Inversion lemma proof

Question

I am following Structural Proof Theory by Negri and others, and I don't understand the Inversion Lemma proof (i) (the system is G3$_{ip}$, which is the same as G3$_i$ only that it excludes quantifier rules):

a) How can $A\land B, \Gamma \Rightarrow C $ be an axiom? I thought the whole point of G3$_{ip}$/G3$_i$ is that the RHS in axiom rules can only be atomic (ie $P, \Gamma \Rightarrow P$ where P is atomic)? Is the author saying the base case is vacuously true if $A\land B, \Gamma \Rightarrow C $ is an axiom?

I also don't understand how it has been concluded that $A, B, \Gamma \Rightarrow C$ is an axiom or conclusion of $L\bot$.

b) In the case where $A\land B$ is principal, I get how $\vdash_n A, B, \Gamma \Rightarrow C$ - but shouldn't the conclusion be $\vdash_{n+1} A, B, \Gamma \Rightarrow C$ instead?

c) In the case where it is not principal, when it talks about 'applying the last rule', is it saying: since we know the last rule is not L$\land$, so $A$ and $B$ are definitely not acted upon. So let the last rule acts upon $\Gamma^{'}$/$\Gamma^{"}$ and $C{'}$/$C{''}$, and let the product be $\Gamma$ and $C$. Since we are at depth $n+1$, we get $\vdash_{n+1} A, B, \Gamma \Rightarrow C$?

(I am aware of a similar question Inversion lemma for G3ip, but this question does not seem to concern mine directly)

Answer 1

Any instance of the axiom rule has the form $P, \Gamma \Rightarrow P$, where $P$ is an atomic formula and $\Gamma$ is a finite multiset of formulas. Possibly, $\Gamma$ contains a formula $A \land B$ or whatever formula you like.

Moreover, the notation $\vdash_n \Gamma \Rightarrow C$ means that there exists a derivation with conclusion $\Gamma \Rightarrow C$ and heigth at most$-$possibly not exactly$-\!n$ (see p. 31 in the text you cited: Structural Proof Theory by Negri and von Plato).

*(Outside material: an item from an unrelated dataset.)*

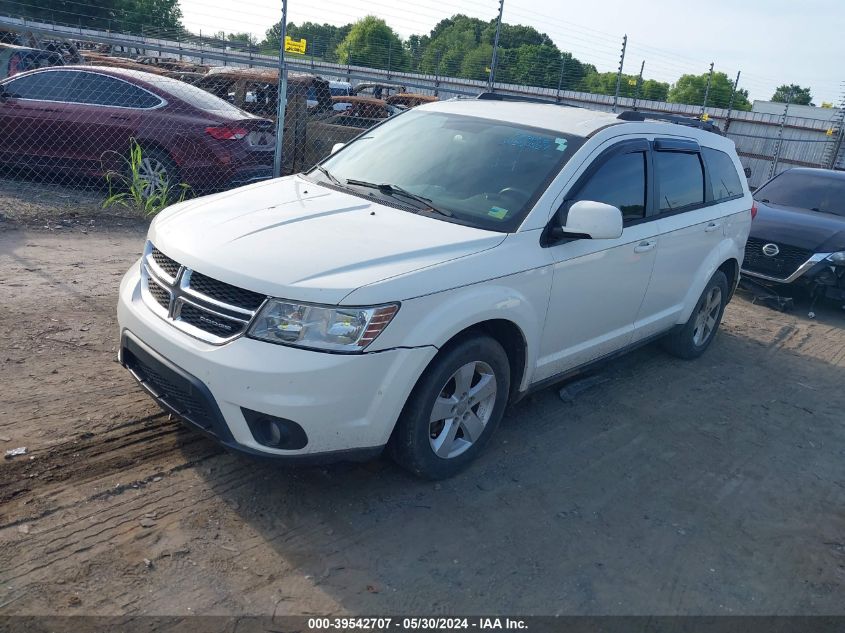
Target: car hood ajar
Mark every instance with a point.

1. If $A \land B, \Gamma \Rightarrow C$ is an axiom, then $C = P \in \Gamma$ for some atomic formula $P$ and clearly $\vdash_0 A \land B, \Gamma \Rightarrow P$. Then, $\vdash_0 A, B, \Gamma \vdash P$ because $A, B, \Gamma \vdash P$ is another instance of the axiom.

   If $A \land B, \Gamma \Rightarrow C$ is the conclusion of $L\bot$, then $\bot \in \Gamma$ and clearly $\vdash_0 A \land B, \Gamma \Rightarrow C$. Then, $\vdash_0 A, B, \Gamma \vdash C$ because $A, B, \Gamma \vdash C$ is another instance of the rule $L\bot$.

2. If $A \land B$ is principal, then the derivation $\Phi$ has the form \begin{align} \dfrac{\overset{\vdots \Phi'}{A, B, \Gamma \Rightarrow C}}{A \land B, \Gamma \Rightarrow C}L\land \end{align} where $h(\Phi) = h(\Phi') + 1$ ($h(\Phi)$ stands for the height of the derivation $\Phi$). So, $ \vdash_{h(\Phi)} A \land B, \Gamma \Rightarrow C$, which implies that $ \vdash_{h(\Phi)} A, B, \Gamma \Rightarrow C$ because in general $\vdash_{n} \Gamma \Rightarrow C$ means that there exists a derivation whose height is at most $n$ (see p. 31).

3. If $A \land B$ is not principal, then the derivation $\Phi$ has the form (I consider only the binary case for the last rule, the case where the last rule is unary is analogous) \begin{align} \dfrac{\overset{\vdots \Phi'}{A \land B, \Gamma' \Rightarrow C'} \qquad \overset{\vdots \Phi''}{A \land B, \Gamma'' \Rightarrow C''}}{A \land B, \Gamma \Rightarrow C}\diamond \end{align} where $h(\Phi) = h(\Phi') + h(\Phi'') + 1$. By induction hypothesis (since $h(\Phi') < h(\Phi)$ and $h(\Phi'') < h(\Phi)$), one has $ \vdash_{h(\Phi')} A, B, \Gamma' \Rightarrow C'$ and $ \vdash_{h(\Phi'')} A, B, \Gamma'' \Rightarrow C''$. By applying the rule $\diamond$ to the conclusions $A, B, \Gamma' \Rightarrow C'$ and $A, B, \Gamma'' \Rightarrow C''$, you get a derivation of $A,B, \Gamma \Rightarrow C$ whose height is at most $h(\Phi') + h(\Phi'') + 1$. Therefore, $ \vdash_{h(\Phi)} A, B, \Gamma \Rightarrow C$.